How do you teach a turtle to count? In considerable detail. Try it, and
compare your program with *mine*.

I told the turtle to start at 0, and then after every dot, to put down the next counting number. 0 dot 1 dot 2...

- You can change the size or color of dots and numbers, spacing, orientation, the number to count to...
- How about counting by 2s or 3s? Put down a group of dots and then the next number.
- Counting backwards should be easy. No, wait, how do you take away dots?
- Can you count
*two apples and three oranges*? How do you do it?

What is counting? Think about it first before you go on reading. Pre-school children can count up to some level, so there is a tendency to think that counting is trivial. This turns out not to be the case. Understanding counting, numbers, and numerals even as well as we do today has taken us thousands of years, and mathematicians don’t think we are done.

We count by moving objects or pointing to them, or to representations of them, and saying the names of numbers. Moving and pointing are not the essence of counting, nor are the number names, which are different in every language. What is essential?

One of the most essential things about counting is getting the same
number each time you count. This is not always the case. One of my
favorite little books in high school, *Statistics in a Nutshell*, said
that if you think counting always works, you should try counting a heap
of boiled peas the size of a dunce cap over and over until you get the
same number twice. That means that we have to think about what we are
counting, and try to count only what can be counted.

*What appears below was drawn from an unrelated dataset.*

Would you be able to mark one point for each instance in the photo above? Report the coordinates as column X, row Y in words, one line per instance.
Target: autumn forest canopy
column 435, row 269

Another essential point is that we can count as many things as we encounter, whether physical objects, or objects in mathematics that exist only in our minds. We can always add in one more, or for that matter, take one away, until we get to 0, where we have to stop.

Mathematicians took counting for granted until the 19th century, except for the question of inventing bigger numbers, which Archimedes solved in The Sand Reckoner more than 2,000 years ago. We use variations on his method, such as

- counting by thousands, millions, billions (US), and so on
- using the metric/SI prefixes kilo, mega, giga, tera, peta...
- scientific notation, such as 1e12 for a trillion/tera.

A light-year is about 10 trillion kilometers, or 10 petameters, or 1e13 m.

Going in the other direction, we have milli/1e-3, micro/1e-6, nano/1e-9, pico/1e-12, femto/1e-15. A neutron is about a femtometer across, so escaping neutrinos pass about 1e15 neutrons per meter of travel inside a neutron star. Its density is something like 1e45 neutrons per cubic meter. (At that density, physicists don’t know whether they all remain neutrons, or turn into something else, perhaps strange matter containing strange quarks.)

Mathematicians have devised ways to write much bigger numbers than these, but that would take us too far out of our way. You can look them up if you are interested.

Knuth’s notation for really big numbers.

All of this naming and creating notations for numbers is important to
counting, in a broad sense, but it does not bring us any closer to what
counting *is*. The problem did not become critical until Georg Cantor
started thinking seriously about infinite sets of different sizes. This
starts with the number of ordinary, finite counting numbers, which is
obviously bigger than any of them, or the number of points on a line,
which turns out to be larger still. Counting one number at a time is not
sufficient for dealing with such numbers. It turns out that there are
lots of infinite numbers, so many that we humans can’t count them all.
Oh, we could give a name to the number of infinities, and we know that
it is bigger than any of the other infinities, but that’s about all.

Cantor’s solution to defining counting was to direct attention to the connection we make in ordinary counting between the Nth object and the number N. We make what is called a one-to-one mapping between numbers and objects in ordinary counting, one number per object and one object per number. This turns out to work for infinities, too. Cantor proved many things about infinite numbers, but left many questions behind, some of which were solved in the 20th century, and some of which are still puzzles today. Nobody has come up with a better idea, so one-to-one mappings still give us the standard definition of counting in mathematics.

Notice that counting does not actually require numbers. We could count a bag of pebbles against another bag of pebbles, with the result that one has more pebbles than the other, or the reverse, or that the numbers are equal. We can count the people in a theater or stadium that is full to capacity by noticing that there is a one-to-one mapping between people and seats defined by who is sitting in each one.

The Italian mathematician Giuseppe Peano did the most successful work on defining counting, or rather the counting numbers, also called the natural numbers. It turns out that there is a hole in his definition that gives us the option of counting beyond infinity, in what is called Non-Standard Arithmetic. But we can’t do that with the Turtle, so I’ll let it go for now.